Этот усиливающийся безысходный нигилизм, и только он, почти довёл Толстого до самоубийства: «Жизнь мне опостылела – какая-то непреодолимая сила влекла меня к тому, чтобы как-нибудь избавиться от неё. <…> Мысль о самоубийстве пришла мне так же естественно, как прежде приходили мысли об улучшении жизни. Мысль эта была так соблазнительна, что я должен был употреблять против себя хитрости, чтобы не привести её слишком поспешно в исполнение. <…> И вот тогда я, счастливый человек, вынес из своей комнаты шнурок, где я каждый вечер бывал один, раздеваясь, чтобы не повеситься на перекладине между шкапами, и перестал ходить с ружьём на охоту, чтобы не соблазниться слишком лёгким способом избавления себя от жизни. <…> И это сделалось со мной в то время, когда со всех сторон было у меня то, что считается совершенным счастьем: это было тогда, когда мне не было пятидесяти лет.
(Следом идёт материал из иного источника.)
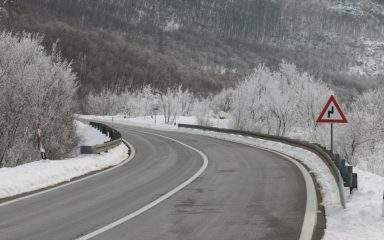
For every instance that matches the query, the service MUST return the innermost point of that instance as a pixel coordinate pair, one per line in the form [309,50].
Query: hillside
[207,44]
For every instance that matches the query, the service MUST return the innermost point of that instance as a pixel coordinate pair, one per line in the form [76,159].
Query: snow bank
[364,216]
[41,174]
[89,136]
[149,121]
У меня была добрая, любящая и любимая жена, хорошие дети, большое имение, которое без труда с моей стороны росло и увеличивалось. Я был уважаем близкими и знакомыми, больше чем когда-нибудь прежде, был восхваляем чужими и мог считать, что я имею известность, без особенного самообольщения. При этом я не только не был телесно или духовно нездоров, но, напротив, пользовался силой и духовной, и телесной, какую я редко встречал в своих сверстниках: телесно я мог работать на покосах, не отставая от мужиков; умственно я мог работать по восьми – десяти часов подряд, не испытывая от такого напряжения никаких последствий. И в таком положении я пришёл к тому, что не мог жить и, боясь смерти, должен был употреблять хитрости против себя, чтобы не лишить себя жизни»79.
* * * * * * * * * * * * *
ПРАВОСЛАВНЫЙ НИГИЛИЗМ
Оказавшись на грани самоубийства, Толстой обратился за помощью к философии. В образе Левина в романе «Анна Каренина» он описал, как «убедившись, что в материалистах он не найдёт ответа, он перечитал и вновь прочёл и Платона, и Спинозу, и Канта, и Шеллинга, и Гегеля, и Шопенгауэра, тех философов, которые не материалистически объясняли жизнь»80. «Следуя данному определению неясных слов, как дух, воля, свобода, субстанция, нарочно вдаваясь в ту ловушку слов, которую ставили ему философы или он сам себе, он начинал как будто что-то понимать. Но стоило забыть искусственный ход мысли и из жизни вернуться к тому, что удовлетворяло, когда он думал, следуя данной нити, – и вдруг вся эта искусственная постройка заваливалась, как карточный дом, и ясно было, что постройка была сделана из тех же перестановленных слов, независимо от чего-то более важного в жизни, чем разум. Одно время, читая Шопенгауэра, он подставил на место его воли – любовь, и эта новая философия дня на два, пока он не отстранился от неё, утешала его; но она точно так же завалилась, когда он потом из жизни взглянул на неё»81.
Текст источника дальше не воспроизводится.